調査では、新設館の人気が目立つ一方、欧米の一部の伝統的な美術館では回復の遅れもみられ、地域や施設による差が広がっている。
ロンドンで2024年に開館した「V&Aイースト・ストアハウス」は月平均約6万人を集めるなど好調な滑り出しを見せ、中国でも同年開館の上海博物館東館が約460万人を集めるなど、新設施設への関心の高さが浮き彫りとなった。
ランキングでは、フランス・パリのルーヴル美術館(約900万人)が首位を維持し、イタリアのバチカン美術館(約690万人)、英国の大英博物館(約640万人)、米ニューヨークのメトロポリタン美術館(約600万人)、フィレンツェのウフィツィ美術館(約530万人)が続いた。
アジアでは中国・上海博物館東館が約460万人と大きく伸長し、既存館と合わせると700万人規模に達した。韓国では国立中央博物館が約650万人と前年比70%増と急増し、世界的にも大幅な伸びとなった。

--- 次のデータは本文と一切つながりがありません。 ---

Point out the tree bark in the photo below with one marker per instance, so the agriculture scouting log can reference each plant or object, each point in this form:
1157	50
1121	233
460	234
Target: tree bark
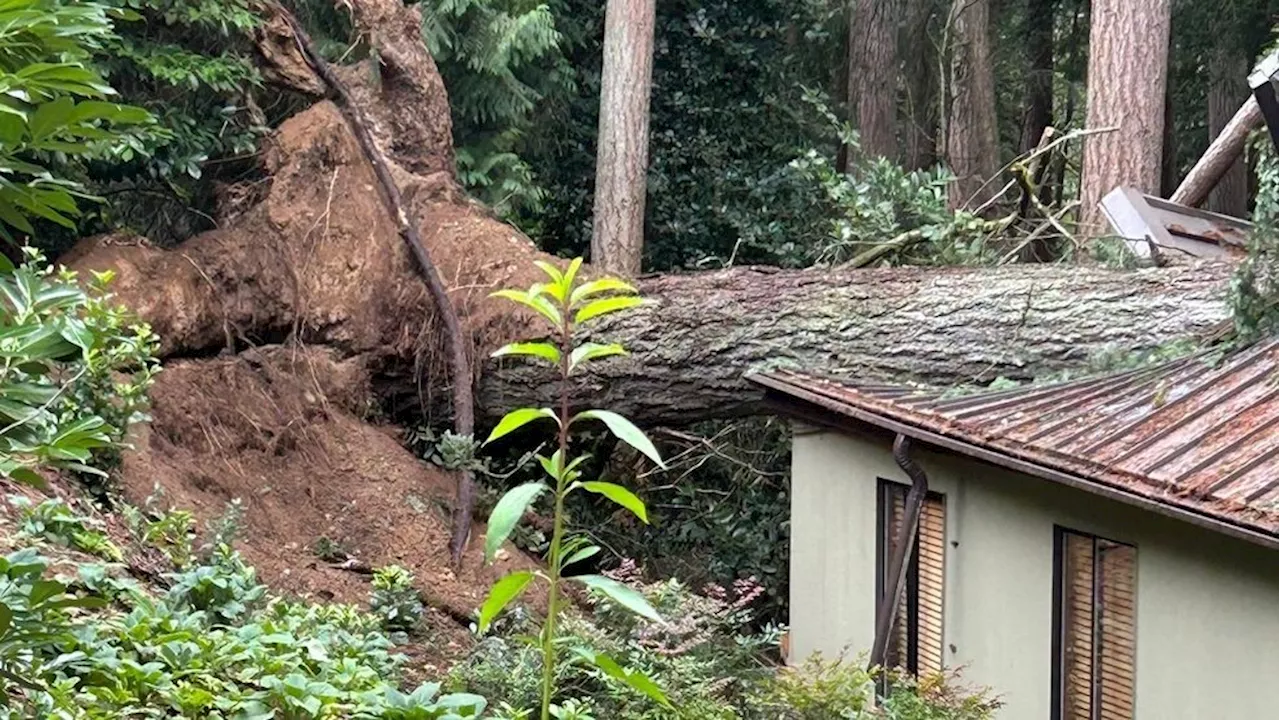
622	155
1225	149
1226	89
318	261
919	76
693	347
973	153
1128	68
1038	100
872	95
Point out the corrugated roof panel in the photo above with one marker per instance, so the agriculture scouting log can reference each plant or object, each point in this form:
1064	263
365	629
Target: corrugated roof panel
1201	433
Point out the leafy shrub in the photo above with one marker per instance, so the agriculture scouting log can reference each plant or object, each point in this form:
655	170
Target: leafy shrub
227	589
35	611
172	532
394	600
826	689
76	372
567	304
56	105
178	659
731	524
53	519
705	660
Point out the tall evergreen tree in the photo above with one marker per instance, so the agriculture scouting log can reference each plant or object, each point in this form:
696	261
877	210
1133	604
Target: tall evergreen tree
1128	68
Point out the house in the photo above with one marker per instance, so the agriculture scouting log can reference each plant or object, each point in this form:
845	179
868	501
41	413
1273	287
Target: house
1101	548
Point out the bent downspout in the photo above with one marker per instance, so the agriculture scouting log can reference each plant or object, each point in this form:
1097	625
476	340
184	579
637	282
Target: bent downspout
903	547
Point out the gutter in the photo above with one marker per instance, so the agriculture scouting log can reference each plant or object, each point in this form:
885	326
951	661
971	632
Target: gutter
904	546
1269	540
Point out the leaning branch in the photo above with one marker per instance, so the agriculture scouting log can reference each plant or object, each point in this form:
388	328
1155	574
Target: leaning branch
1220	155
460	363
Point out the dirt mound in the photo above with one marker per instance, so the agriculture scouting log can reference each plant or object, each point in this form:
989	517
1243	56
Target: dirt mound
293	326
279	429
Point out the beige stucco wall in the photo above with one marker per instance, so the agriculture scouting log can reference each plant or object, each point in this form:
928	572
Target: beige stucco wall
1208	606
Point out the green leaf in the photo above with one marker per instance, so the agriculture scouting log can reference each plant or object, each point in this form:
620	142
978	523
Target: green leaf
552	270
529	299
580	555
620	593
519	418
625	431
544	350
593	351
597	287
506	514
501	595
634	678
571	272
607	305
622	496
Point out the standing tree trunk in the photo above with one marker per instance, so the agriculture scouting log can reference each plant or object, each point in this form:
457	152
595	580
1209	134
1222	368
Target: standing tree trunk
1226	89
622	155
919	76
973	153
873	76
1128	67
1038	100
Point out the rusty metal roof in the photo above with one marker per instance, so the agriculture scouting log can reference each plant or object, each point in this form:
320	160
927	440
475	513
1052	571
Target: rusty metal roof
1198	436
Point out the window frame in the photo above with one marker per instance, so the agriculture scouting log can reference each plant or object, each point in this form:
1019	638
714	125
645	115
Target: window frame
883	547
1057	646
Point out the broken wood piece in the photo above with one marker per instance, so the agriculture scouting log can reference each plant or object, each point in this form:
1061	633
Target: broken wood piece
1220	155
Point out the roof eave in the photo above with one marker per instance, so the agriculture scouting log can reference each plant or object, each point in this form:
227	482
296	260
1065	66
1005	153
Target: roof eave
790	393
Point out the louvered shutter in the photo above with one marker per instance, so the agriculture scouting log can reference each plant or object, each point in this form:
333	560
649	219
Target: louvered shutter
1098	628
1116	630
920	609
899	647
931	570
1077	628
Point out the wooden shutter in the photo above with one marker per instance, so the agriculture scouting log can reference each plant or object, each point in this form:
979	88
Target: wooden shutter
1077	627
899	641
1116	630
1098	628
917	632
931	570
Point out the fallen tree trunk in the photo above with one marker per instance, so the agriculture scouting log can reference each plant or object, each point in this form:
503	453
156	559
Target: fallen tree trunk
319	261
1220	156
316	268
691	349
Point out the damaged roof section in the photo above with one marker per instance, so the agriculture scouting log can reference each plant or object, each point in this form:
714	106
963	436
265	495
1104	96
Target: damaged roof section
1200	436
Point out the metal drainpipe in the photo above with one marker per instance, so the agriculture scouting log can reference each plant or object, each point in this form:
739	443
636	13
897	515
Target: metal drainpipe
903	548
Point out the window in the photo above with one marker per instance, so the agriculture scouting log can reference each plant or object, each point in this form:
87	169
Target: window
1095	628
915	639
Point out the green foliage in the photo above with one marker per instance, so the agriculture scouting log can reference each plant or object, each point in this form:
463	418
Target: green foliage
329	550
821	689
394	600
190	64
1256	285
54	520
225	591
565	304
74	370
721	511
711	662
718	186
55	105
172	532
501	59
183	657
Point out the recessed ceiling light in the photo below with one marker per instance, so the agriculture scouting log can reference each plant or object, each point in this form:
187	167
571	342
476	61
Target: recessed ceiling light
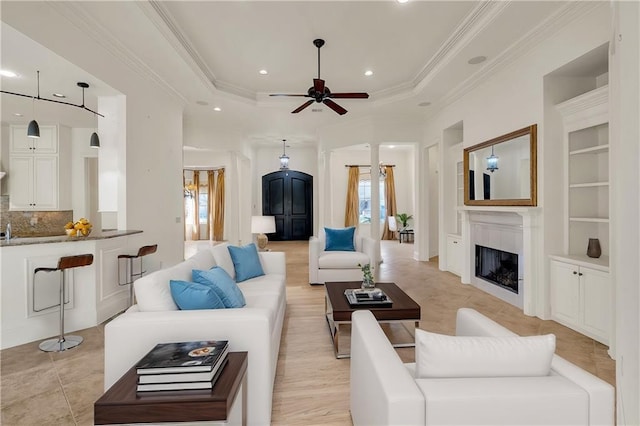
476	60
7	73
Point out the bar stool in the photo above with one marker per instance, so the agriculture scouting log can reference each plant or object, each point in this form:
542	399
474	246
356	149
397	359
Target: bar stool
62	343
130	275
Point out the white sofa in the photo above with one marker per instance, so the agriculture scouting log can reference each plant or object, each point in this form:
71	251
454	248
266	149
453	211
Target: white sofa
339	265
384	391
256	328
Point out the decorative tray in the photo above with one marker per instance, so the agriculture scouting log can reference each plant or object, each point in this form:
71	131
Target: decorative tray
374	298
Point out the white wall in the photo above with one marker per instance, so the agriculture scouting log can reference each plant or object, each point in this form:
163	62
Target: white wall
403	172
513	98
153	199
80	150
625	202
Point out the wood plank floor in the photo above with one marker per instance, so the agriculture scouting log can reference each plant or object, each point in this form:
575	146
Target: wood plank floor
312	386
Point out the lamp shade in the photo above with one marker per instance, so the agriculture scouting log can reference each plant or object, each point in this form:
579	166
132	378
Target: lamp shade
33	130
95	140
263	224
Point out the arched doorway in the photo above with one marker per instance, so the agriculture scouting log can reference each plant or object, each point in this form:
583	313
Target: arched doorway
288	195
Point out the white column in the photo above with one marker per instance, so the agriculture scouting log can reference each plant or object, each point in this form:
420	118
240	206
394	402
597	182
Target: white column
375	203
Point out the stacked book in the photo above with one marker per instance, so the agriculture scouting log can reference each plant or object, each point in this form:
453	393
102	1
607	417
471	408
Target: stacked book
184	365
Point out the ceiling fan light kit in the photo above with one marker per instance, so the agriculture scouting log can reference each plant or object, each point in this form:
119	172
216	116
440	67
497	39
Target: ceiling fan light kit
321	94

日本では、東京国立博物館(トーハク)が約257万人で23位、チームラボプラネッツ TOKYO DMMが251万人で24位、東京都美術館が約171万人で41位、森ビル デジタルアート ミュージアム:エプソン チームラボボーダレスが169万人で42位、国立西洋美術館が約165万人で43位だった。東京都美術館が前年比14%減となった一方で、国立西洋美術館はモネの「睡蓮」展などの影響で前年比20%増となるなど、明暗が分かれた。
欧州ではスペインのプラド美術館が初めて350万人を突破した一方、ロンドンのナショナル・ギャラリーは約420万人と回復傾向にあるものの、2019年比では依然3割減の水準にとどまった。英国ではテート各館も来館者数がコロナ前を下回る状況が続いている。
米国ではニューヨークのメトロポリタン美術館が約600万人と西半球で最多を維持。ロサンゼルス周辺の美術館は山火事の影響で一部減少したが、全体としては横ばい圏で推移した。
同紙は、2025年の動向について「美術館人気は回復基調にあるが、地域差が拡大している」と分析。アジアや南米での来館者増加と、新設施設への関心の高さが今後の動向を左右するとしている。